From the Times of India to the Toronto Star, Lucky Budd clicks through site after site excited to see the word ‘levidrome’ in a worldwide frame.
“It’s been five weeks and it has totally blown up today,” the Victoria dad says. Five weeks ago they posted a video to explain a levidrome, and find a way to get it into the Oxford dictionary.
The concept of a levidrome isn’t new, they’re like a palindrome only creating two words – for example pool backward is loop. Levi, 6, moved on quickly from the discovery of palindromes to what they call levidromes. The Victoria family has plenty of examples, with pictures pouring in from classrooms across the nation.

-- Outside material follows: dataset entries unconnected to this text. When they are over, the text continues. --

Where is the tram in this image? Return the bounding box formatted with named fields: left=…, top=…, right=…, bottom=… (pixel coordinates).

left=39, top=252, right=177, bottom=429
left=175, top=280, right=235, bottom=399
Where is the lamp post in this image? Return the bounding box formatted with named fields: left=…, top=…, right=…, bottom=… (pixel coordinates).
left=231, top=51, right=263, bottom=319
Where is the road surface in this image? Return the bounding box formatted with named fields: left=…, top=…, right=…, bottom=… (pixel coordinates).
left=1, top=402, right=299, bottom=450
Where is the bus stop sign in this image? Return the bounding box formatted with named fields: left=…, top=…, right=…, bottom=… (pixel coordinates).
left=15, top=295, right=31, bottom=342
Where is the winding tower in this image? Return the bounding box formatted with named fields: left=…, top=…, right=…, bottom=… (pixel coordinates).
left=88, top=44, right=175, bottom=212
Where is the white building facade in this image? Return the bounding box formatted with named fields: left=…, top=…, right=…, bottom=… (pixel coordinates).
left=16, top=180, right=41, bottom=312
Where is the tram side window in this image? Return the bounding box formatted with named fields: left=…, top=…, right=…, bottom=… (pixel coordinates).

“It’s everywhere. It’s completely blown up. William Shatner is tweeting about it again today,” Budd says. “Last night I checked to see if levidromes.com was available and it wasn’t somebody already bought it.”
Your Tuesday #Levidrome : leper ➰ repel
— Anthony F. Ingram (@afivancouver) November 21, 2017
Victoria sport celebrity Simon Whitfield tweeted early in the campaign, and others are piling on.
@EPEC_Library is collecting words for our #levidrome wall. Drop in at break or lunch and add a new #levidrome to our wall. @EPEC3 How many #levidrome can @EPEC3 students find? READY, SET, GO! pic.twitter.com/y9pofYlzX4
— EPEC Library (@EPEC_Library) November 19, 2017
The most impressive thing, the elder Budd says, is that it models for his young son that you can go out and do something. Levi had an idea and they went and did something about it.
“Our kids learn by what we do, not what we say,” Budd says. “This shows the potential for the postive power of social media.”